But it’s a dangerous thing. Jesus frees this woman of her affliction and
in the same instant he lets loose the forces of opposition. The leader of the
synagogue shouts to the crowds that it is not the day for healing. It is the
sabbath day. He cries out to them, “If you came here for healing, then leave
now. Come back another day, for today is not the day for healing.”

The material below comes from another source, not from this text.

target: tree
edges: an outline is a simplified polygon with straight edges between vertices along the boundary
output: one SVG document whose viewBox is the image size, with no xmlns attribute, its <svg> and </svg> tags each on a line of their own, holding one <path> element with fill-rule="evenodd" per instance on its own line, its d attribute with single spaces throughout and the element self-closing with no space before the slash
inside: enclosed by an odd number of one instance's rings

But if this day, the sabbath day, is not the day for healing then no day
is the day for healing. That does appear to be the unspoken message. The
authorities of this place do not approve of healing, of freeing people from the
afflictions that bind them.
We have spoken in the past few weeks about what faith is like – how
faith acts on its convictions, how faith sees things that cannot otherwise be
seen. And once faith has seen what has not been seen by others, faith stands
firm in the face of opposition.
When faith sees people suffering, faith must stand with the suffering,
no matter what it means. As people of faith, let us affirm that, as the church,
we will stand where the Lord stands. The church must stand where God stands,
and that is with the afflicted, the downtrodden, the vulnerable stranger in our
midst. The church must stand with the suffering, with the weak, the lonely, the
hurting.
Which is all of us.
When Jesus called that woman to him, he showed us where the church is
meant to stand. Right there in that spot where he was standing. And the woman,
when she walked over and stood before him, showed us the courage each of us is
called to have. To stand with Jesus, to offer up our wounds to be healed, our
chains to be loosed, our spirits to be freed.